Information technology has evolved rapidly over the last decade, leading to markedly increased connectivity and productivity. The benefits provided by these advancements have led to the widespread use and incorporation of information technologies across major sectors of our economy. The growing dependence of our critical infrastructures on IT has also increased the vulnerability of these systems. Reports of cyber criminals and possibly nation-states accessing sensitive information and disrupting services have risen steadily in the last decade, heightening concerns over the adequacy of our cybersecurity measures.
On May 29, 2009, the Obama Administration released the Cybersecurity Policy Review, a 60-day review of cyberspace policies across the Federal Government. This bill is designed to enact many of the key recommendations of the Cybersecurity Policy Review, including: advancing cybersecurity R&D, strengthening partnerships between the federal government and the private sector to guarantee a secure and reliable infrastructure, increasing public awareness of the risks associated with cybersecurity, expanding and training the cybersecurity workforce, and achieving better coordination among federal agencies.
On February 4th, by a vote of 422-5, the House passed H.R. 4061, Cybersecurity Enhancement Act, a bill introduced by Rep. Dan Lipinski (D-IL), which is a bipartisan bill that is designed to improve cybersecurity in both the private and public sectors. The bill will help ensure a strategic plan for federal cybersecurity R&D activities, strengthen public-private partnerships in cybersecurity, help train the next generation of cybersecurity professionals, and improve cybersecurity technical standards. It was reported by the Science and Technology Committee by voice vote on November 18, 2009.
The bill is supported by numerous organizations, including the U.S. Chamber of Commerce, Business Software Alliance, Software and Information Industry Association, National Cable and Telecommunications Association, U.S. Telecom, TechAmerica, and Computing Research Association.
Coordinating and Prioritizing Federal Cybersecurity R&D Activities
- Requires the National Science Foundation (NSF), National Institute of Standards and Technology (NIST), and other key federal agencies to develop, update and implement a strategic plan for federal cybersecurity research and development (R&D) activities.
- Requires that the strategic plan be based on an assessment of cybersecurity risk, that it specify and prioritize near-term, mid-term and long-term research objectives, and that it describe how the near-term objectives complement R&D occurring in the private sector.

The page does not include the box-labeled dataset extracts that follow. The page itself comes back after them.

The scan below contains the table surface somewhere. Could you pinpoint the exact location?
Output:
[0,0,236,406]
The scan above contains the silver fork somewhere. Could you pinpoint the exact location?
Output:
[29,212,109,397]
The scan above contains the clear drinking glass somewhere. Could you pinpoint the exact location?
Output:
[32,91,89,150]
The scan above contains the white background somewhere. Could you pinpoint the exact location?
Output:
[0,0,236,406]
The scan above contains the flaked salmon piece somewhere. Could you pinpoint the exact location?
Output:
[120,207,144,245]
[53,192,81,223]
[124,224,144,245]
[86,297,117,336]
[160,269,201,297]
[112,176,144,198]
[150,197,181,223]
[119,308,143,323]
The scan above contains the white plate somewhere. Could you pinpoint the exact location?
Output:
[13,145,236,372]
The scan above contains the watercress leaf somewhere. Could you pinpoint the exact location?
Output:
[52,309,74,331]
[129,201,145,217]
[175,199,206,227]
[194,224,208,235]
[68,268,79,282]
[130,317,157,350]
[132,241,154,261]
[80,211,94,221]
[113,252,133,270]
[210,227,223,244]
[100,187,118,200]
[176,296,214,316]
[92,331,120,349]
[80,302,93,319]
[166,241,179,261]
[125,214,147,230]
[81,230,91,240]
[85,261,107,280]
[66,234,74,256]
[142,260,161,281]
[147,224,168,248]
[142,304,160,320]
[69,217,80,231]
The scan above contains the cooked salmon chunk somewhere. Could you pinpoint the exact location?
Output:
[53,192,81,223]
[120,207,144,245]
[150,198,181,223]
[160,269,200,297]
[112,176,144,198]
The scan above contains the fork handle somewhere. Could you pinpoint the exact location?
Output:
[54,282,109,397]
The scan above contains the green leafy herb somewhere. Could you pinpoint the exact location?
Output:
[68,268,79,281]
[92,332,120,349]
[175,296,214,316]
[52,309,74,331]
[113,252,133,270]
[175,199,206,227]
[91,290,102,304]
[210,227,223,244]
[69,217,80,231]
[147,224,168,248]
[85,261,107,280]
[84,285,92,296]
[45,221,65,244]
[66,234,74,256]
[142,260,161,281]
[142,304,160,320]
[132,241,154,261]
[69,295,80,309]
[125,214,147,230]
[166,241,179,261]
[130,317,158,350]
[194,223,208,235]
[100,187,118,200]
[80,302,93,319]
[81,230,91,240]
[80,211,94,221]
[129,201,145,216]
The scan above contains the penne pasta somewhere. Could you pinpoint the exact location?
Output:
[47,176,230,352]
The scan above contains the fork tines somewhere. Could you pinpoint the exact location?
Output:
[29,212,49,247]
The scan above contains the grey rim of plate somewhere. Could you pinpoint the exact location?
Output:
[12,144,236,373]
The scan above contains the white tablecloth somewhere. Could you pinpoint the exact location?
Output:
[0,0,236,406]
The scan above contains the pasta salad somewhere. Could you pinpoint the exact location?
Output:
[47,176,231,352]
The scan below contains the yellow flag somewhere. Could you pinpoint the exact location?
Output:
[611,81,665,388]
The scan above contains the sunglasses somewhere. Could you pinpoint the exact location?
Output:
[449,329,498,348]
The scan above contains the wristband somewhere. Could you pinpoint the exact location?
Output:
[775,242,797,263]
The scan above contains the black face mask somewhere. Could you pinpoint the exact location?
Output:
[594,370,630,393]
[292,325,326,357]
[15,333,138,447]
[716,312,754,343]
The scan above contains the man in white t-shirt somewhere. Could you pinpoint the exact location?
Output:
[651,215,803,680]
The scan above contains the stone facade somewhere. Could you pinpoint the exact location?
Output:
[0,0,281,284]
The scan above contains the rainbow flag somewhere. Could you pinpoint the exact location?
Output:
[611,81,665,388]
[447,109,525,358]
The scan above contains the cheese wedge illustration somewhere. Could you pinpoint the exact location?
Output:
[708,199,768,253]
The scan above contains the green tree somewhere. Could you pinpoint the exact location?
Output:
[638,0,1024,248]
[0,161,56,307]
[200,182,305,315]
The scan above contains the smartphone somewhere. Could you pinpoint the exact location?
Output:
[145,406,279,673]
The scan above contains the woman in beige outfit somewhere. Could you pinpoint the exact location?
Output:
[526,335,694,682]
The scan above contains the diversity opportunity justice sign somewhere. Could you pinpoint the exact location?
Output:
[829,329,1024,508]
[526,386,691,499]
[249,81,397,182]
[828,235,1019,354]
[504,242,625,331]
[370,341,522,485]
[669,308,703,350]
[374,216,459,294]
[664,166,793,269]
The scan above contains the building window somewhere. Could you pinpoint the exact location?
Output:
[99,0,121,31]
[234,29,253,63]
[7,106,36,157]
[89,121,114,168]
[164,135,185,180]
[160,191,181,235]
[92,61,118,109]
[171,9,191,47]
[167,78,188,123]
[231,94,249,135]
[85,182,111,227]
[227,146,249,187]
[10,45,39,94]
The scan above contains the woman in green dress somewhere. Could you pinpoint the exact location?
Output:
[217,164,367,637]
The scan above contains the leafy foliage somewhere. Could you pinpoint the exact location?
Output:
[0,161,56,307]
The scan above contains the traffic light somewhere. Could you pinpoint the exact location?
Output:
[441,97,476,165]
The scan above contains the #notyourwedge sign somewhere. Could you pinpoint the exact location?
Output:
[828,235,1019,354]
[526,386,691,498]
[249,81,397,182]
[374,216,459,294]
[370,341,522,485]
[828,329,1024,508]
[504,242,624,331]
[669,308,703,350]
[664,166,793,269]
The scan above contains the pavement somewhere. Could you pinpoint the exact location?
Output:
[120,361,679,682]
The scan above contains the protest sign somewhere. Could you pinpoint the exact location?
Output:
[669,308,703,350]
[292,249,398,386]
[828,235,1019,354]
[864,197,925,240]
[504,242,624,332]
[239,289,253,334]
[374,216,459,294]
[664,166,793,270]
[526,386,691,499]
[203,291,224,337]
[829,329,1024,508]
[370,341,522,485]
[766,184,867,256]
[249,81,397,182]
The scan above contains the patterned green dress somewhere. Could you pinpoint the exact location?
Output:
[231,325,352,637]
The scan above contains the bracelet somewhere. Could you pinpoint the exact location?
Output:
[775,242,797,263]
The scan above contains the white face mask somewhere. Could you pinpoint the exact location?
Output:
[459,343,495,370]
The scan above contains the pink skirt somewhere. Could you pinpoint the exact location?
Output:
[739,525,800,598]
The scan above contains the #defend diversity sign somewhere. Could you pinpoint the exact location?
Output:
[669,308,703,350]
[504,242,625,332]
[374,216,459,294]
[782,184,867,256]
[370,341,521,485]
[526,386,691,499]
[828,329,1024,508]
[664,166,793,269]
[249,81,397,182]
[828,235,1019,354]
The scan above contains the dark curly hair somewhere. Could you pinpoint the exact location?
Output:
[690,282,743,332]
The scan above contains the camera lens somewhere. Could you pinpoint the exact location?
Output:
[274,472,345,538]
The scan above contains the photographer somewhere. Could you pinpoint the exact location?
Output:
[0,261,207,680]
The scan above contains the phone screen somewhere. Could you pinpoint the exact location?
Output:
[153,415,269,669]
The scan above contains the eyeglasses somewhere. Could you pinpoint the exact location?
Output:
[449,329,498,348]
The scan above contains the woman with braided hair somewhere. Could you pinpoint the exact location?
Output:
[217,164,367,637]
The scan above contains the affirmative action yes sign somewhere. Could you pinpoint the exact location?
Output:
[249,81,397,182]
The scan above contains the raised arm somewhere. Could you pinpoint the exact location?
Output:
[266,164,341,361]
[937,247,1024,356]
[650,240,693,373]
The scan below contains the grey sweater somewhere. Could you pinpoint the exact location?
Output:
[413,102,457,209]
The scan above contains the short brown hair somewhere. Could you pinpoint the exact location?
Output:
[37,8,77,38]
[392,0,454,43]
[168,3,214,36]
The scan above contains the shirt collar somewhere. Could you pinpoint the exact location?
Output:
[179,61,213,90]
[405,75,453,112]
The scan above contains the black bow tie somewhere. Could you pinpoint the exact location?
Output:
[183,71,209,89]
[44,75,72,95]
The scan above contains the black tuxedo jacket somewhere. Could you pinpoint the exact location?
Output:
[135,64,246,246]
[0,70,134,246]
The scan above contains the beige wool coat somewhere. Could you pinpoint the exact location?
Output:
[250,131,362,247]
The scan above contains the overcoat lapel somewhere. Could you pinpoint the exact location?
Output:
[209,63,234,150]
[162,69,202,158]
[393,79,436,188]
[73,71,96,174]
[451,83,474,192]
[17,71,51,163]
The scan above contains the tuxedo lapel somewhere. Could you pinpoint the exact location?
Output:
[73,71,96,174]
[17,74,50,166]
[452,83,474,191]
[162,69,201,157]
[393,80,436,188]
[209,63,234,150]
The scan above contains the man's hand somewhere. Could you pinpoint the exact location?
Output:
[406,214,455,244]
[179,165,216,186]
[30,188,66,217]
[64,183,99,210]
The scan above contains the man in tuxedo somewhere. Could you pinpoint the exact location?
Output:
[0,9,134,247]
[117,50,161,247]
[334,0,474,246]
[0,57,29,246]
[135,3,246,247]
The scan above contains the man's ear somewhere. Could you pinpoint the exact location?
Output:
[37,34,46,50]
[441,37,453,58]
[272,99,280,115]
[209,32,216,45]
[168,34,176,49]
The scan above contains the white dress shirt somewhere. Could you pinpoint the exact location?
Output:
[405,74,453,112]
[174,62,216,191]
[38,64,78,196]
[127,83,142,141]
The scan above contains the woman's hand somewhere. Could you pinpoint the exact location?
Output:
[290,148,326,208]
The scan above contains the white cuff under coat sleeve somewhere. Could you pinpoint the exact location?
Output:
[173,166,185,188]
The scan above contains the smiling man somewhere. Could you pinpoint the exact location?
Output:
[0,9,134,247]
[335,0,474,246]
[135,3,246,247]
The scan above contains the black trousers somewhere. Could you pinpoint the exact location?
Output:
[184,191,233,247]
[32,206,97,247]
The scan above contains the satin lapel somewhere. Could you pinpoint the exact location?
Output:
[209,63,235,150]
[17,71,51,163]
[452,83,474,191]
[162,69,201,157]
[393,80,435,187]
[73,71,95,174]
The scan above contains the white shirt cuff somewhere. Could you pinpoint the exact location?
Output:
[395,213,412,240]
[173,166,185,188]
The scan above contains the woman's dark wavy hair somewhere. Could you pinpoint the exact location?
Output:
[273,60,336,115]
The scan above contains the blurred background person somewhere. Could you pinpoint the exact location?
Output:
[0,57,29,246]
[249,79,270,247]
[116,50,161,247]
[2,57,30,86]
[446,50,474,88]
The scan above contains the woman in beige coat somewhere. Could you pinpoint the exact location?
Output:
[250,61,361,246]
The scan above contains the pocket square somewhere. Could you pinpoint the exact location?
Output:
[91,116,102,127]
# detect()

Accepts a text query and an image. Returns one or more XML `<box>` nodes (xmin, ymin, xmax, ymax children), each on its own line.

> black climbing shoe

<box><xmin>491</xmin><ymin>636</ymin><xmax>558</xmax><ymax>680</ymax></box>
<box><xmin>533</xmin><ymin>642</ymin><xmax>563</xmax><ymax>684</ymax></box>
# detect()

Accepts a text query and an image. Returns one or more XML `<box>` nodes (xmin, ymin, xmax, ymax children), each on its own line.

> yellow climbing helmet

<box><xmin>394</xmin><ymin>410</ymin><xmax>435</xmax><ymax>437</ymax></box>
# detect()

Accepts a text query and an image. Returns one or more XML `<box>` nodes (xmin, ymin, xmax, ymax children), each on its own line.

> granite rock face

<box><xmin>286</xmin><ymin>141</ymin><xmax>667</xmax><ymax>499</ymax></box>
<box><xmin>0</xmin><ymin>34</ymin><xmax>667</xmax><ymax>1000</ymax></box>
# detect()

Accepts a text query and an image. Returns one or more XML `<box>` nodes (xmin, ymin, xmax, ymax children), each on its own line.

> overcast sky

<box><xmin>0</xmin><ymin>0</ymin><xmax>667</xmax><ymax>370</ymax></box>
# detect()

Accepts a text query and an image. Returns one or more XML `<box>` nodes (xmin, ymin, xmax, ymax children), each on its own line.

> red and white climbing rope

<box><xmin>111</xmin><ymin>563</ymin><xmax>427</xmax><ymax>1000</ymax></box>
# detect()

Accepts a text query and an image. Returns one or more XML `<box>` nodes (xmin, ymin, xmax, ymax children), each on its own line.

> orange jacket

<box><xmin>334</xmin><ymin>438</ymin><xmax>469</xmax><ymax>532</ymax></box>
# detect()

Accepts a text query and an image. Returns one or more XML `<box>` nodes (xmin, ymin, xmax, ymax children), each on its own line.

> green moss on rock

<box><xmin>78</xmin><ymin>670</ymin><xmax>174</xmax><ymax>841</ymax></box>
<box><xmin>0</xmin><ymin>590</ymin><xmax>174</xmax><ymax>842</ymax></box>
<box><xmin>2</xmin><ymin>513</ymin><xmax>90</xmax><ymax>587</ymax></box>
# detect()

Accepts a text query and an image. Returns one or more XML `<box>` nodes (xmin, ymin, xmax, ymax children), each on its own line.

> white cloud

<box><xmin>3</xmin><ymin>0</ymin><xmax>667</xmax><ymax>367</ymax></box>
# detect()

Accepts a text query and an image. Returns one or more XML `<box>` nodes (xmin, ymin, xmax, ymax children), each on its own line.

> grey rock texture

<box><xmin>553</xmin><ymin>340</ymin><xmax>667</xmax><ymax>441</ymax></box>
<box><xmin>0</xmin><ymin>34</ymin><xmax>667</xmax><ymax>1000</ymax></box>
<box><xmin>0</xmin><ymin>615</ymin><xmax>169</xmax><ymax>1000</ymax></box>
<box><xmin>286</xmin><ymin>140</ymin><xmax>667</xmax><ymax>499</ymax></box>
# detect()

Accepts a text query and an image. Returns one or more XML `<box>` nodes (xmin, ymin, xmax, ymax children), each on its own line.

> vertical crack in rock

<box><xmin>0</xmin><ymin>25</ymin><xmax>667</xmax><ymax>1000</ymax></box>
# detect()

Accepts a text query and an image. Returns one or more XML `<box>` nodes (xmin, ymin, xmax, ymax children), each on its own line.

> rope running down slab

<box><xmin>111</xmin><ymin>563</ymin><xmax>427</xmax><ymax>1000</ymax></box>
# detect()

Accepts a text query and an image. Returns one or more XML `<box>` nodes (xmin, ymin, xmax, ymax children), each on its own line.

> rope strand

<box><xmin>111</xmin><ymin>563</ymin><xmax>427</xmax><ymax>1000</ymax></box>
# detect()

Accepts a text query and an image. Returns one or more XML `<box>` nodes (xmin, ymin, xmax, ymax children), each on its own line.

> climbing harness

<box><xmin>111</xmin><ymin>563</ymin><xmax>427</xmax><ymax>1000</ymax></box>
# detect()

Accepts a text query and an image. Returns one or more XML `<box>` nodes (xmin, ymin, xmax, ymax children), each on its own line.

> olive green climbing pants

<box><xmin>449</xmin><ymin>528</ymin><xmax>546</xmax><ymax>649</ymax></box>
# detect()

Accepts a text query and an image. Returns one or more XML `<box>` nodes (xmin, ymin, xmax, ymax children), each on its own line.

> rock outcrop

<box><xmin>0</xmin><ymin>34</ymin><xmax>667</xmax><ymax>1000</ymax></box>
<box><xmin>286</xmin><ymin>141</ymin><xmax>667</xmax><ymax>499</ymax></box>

- Requires the agencies to describe how they will promote innovation, foster technology transfer, and maintain a national infrastructure for the development of secure, reliable, and resilient networking and information technology systems.
Developing a Skilled Cybersecurity Workforce
- Formally authorizes the NSF Scholarship for Service program, which is designed to ensure a highly-qualified cybersecurity workforce in the federal government. The program provides grants to institutions of higher education for the award of scholarships to students pursuing undergraduate and graduate degrees in cybersecurity fields and requires subsequent service as a cybersecurity professional in the federal government as a condition of the scholarship.
- Requires the President to issue a report assessing the current and future cybersecurity workforce needs of the federal government.
- Reauthorizes key NSF workforce programs, including NSF graduate student fellowships and NSF graduate student traineeships in cybersecurity.
- Requires NSF to establish a postdoctoral fellowship program in cybersecurity.
Promoting Public-Private Partnerships in Cybersecurity
- Establishes a university-industry task force to explore mechanisms and models for carrying out public-private research partnerships in the area of cybersecurity.
Promoting a Cybersecurity Awareness and Education Program
- Requires NIST to develop and implement a cybersecurity awareness and education program for the dissemination of user-friendly cybersecurity best practices for the general public.
International Cybersecurity Technical Standards
- Requires NIST to develop and implement a plan to coordinate U.S. representation in the development of international cybersecurity technical standards.